Pasolini pensou em continuar com a "trilogia da morte", que começa com Saló ou os 120 dias de Sodoma (1975). Pouco depois de terminar este filme, Pier Paolo Pasolini foi assassinado da forma mais cruel e violenta, na madrugada de 2 de novembro de 1975, em Ostia, uma praia perto de Roma. Os motivos do crime ainda são obscuros e certamente nunca serão conhecidos. Mas a trajetória do cineasta, pensador, ensaísta, poeta, dá para dizer que sua crítica às instituições e ao poder, seu espírito livre e sem concessões, sua provocação a todos a buscarem uma vida mais autêntica e humana, conspiraram para matá-lo. tantas vezes na história, tenta-se silenciar e eliminar a verdade e a liberdade.

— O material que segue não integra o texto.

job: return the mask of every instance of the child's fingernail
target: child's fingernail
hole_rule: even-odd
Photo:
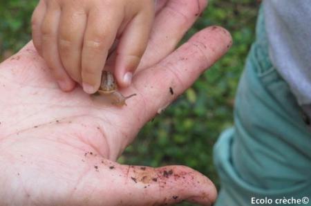
[[[128,72],[123,77],[123,81],[127,86],[129,86],[131,83],[132,83],[132,77],[133,77],[132,73]]]
[[[68,88],[67,88],[68,84],[67,84],[67,82],[66,82],[66,81],[64,81],[64,80],[59,80],[59,81],[57,82],[57,83],[58,83],[58,85],[59,86],[60,88],[61,88],[62,91],[66,91],[66,90],[68,89]]]
[[[96,90],[94,88],[94,86],[87,83],[83,83],[83,90],[88,94],[93,94],[96,92]]]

Pier Paolo Pasolini sempre foi um homem honesto, livre e incorruptível. Um homem do seu tempo e contra o seu tempo; uma voz profética que os poderosos nunca conseguiram silenciar, até que o assassinaram desesperadamente, e queriam sujar sua alma com uma invenção de motivos e falsidades que só faziam brilhar mais a verdade que ele sempre proclamou. Um homem profundamente religioso e admirador de Jesus de Nazaré, mas ateu e crítico da religião católica e sua aliança com os poderes constituídos; um profeta solitário contra uma sociedade de consumo, de superficialidade e aparência, contra todas as perversões do poder e do dinheiro.

Em uma entrevista na televisão em 1971, ele havia dito: “Meu olhar para as coisas do mundo não é um olhar natural; Eu sempre os vejo como milagres. É um olhar religioso." E eu diria, porque é um olhar que nos liga ao que há de mais autêntico no ser humano: com seu desejo de verdade, bondade e beleza, e contra toda mentira, hipocrisia, dominação. O convite é ver seu cinema novamente e se conectar com esse olhar.